EVALUATION DES DONNEES SUR LA MORTALITE
NATURE ET QUALITE DES DONNEES
- Résultats obtenus
- Ampleur de la sous-déclaration des décès
- Naissances des 12 derniers mois et décès de moins d'un an survenus au cours des 12 derniers mois
- Importance du sous-enregistrement des décès (méthode (analytique d'évaluation de l'enregistrement des décès)
- Quel modèle de mortalité pour la RCA ?
- Méthodes indirectes
- Enfants nés vivants et enfants décédés
- Survie des parents (estimation de la mortalité adulte)
La méthode directe présente également l'avantage d'avoir été utilisée lors du recensement général de la population de 1975. Étant donné que le taux de mortalité totale est influencé par la structure par âge de la population, il est assez difficile de tirer des conclusions sur l'évolution de la mortalité sur la base de cet indicateur. seul. Les taux de mortalité diminuent rapidement avec l'âge et atteignent leur minimum entre 10 et 15 ans et augmentent progressivement, de sorte que la courbe de mortalité prend la forme d'un J (graphique n°Al).
Bien que cette hypothèse n'ait pas été vérifiée, on peut retenir la dernière hypothèse, qui nécessite que les calculs soient effectués sur la base d'une bonne structure de la population (pas d'erreurs de classification par tranche d'âge). L'application de la méthode utilisant la croissance apparente de la population observée entre les deux recensements de 1975 produit les résultats présentés dans le tableau no A3. Le taux d'exhaustivité de l'enregistrement de la mortalité est de 64%, en fonction de la véracité du taux de croissance démographique.
Au moins deux raisons ne militent pas en faveur de la confirmation des résultats obtenus par cette méthode. En faisant passer celui-ci de 2,0% à 2,5%, le taux de couverture calculé par cette méthode appelée « solde de croissance démographique varie de 45% à 64%, ce qui n'est pas négligeable dans les indicateurs de taux de mortalité. Des tableaux standards permettent d'identifier les indices de la niveau de mortalité aux différents âges d'une génération (généralement fictif), basé sur des données globales ou fragmentaires.
Il faut donc comparer les taux de mortalité par âge dans la RAS avec les normes des tables standards. Lorsqu’on se réfère uniquement au modèle Coale Demeny habituellement utilisé en Afrique, le modèle du Nord semble mieux correspondre à la structure de mortalité observée en RCA. Les facteurs de correction issus de la méthode du « bilan de croissance démographique » ne s’appliquent pas avant l’âge de 5 ans.

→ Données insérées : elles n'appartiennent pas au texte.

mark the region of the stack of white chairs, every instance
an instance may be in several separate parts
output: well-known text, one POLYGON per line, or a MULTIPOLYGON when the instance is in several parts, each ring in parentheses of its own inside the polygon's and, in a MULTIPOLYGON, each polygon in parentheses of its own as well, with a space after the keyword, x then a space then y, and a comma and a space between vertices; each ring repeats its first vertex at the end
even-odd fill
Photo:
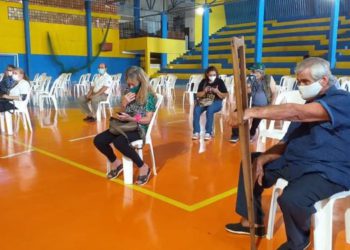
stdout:
POLYGON ((23 127, 25 130, 28 130, 28 127, 29 127, 29 130, 32 131, 32 124, 31 124, 30 116, 28 112, 28 103, 30 100, 30 94, 31 94, 31 89, 29 89, 29 92, 26 93, 26 98, 23 101, 15 101, 15 105, 17 109, 13 111, 13 114, 10 113, 9 111, 0 113, 1 133, 5 133, 5 123, 6 123, 7 134, 13 135, 12 115, 14 115, 15 121, 16 121, 15 123, 16 132, 18 132, 19 130, 19 120, 22 120, 23 127))
MULTIPOLYGON (((156 168, 156 161, 154 157, 154 150, 153 150, 153 143, 152 143, 152 129, 159 111, 159 108, 163 102, 163 96, 160 94, 157 94, 157 103, 156 103, 156 110, 153 114, 153 117, 151 119, 151 122, 148 125, 148 129, 145 136, 145 144, 148 144, 150 147, 151 157, 152 157, 152 167, 153 167, 153 174, 157 175, 157 168, 156 168)), ((143 159, 143 152, 142 149, 144 147, 143 140, 137 140, 131 142, 131 145, 137 150, 137 153, 143 159)), ((123 168, 124 168, 124 183, 125 184, 132 184, 133 183, 133 162, 130 158, 123 155, 123 168)), ((107 174, 110 172, 110 162, 107 161, 107 174)))
POLYGON ((83 74, 79 78, 79 82, 73 87, 73 95, 78 97, 80 95, 85 95, 90 88, 90 73, 83 74))
POLYGON ((188 96, 189 103, 192 106, 194 104, 194 95, 198 91, 200 82, 203 80, 203 75, 191 75, 188 83, 186 84, 186 90, 182 95, 182 109, 185 109, 185 98, 188 96))
POLYGON ((59 78, 59 83, 56 85, 57 90, 55 91, 55 93, 57 94, 57 96, 64 96, 68 90, 69 75, 66 73, 63 73, 58 78, 59 78))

La parité moyenne augmente rapidement avec l'âge de la mère ; Cependant, pour les femmes plus âgées (45-49 ans), la parité est plus faible que pour les femmes plus jeunes (40-44 ans) (tableau 3) : cela signifie que les naissances vivantes ont été abandonnées. L'augmentation de la proportion d'enfants décédés par rapport à l'âge de la mère indique une nouvelle diminution de la mortalité et révèle une mortalité significativement plus élevée chez les jeunes (0 - 5 ans) 10 à 15 ans avant le recensement. Les indices de mortalité pour ce groupe d'âge, calculés à partir de la proportion d'enfants survivants parmi les naissances vivantes, sont les suivants :
Dès lors on peut recourir à l'autre solution qui consiste à choisir une « famille » de tables de mortalité standards ; on sait que chaque q(5) détermine un niveau de mortalité au sein de la famille choisie. Le niveau de mortalité adulte sera mesuré par les probabilités de survie conditionnelles, c'est-à-dire les probabilités de survie jusqu'à l'âge x lorsque la population cible a déjà survécu jusqu'à l'âge y (y < x), et d'ici 20Q40 pour les hommes et 20Q25 pour les femmes.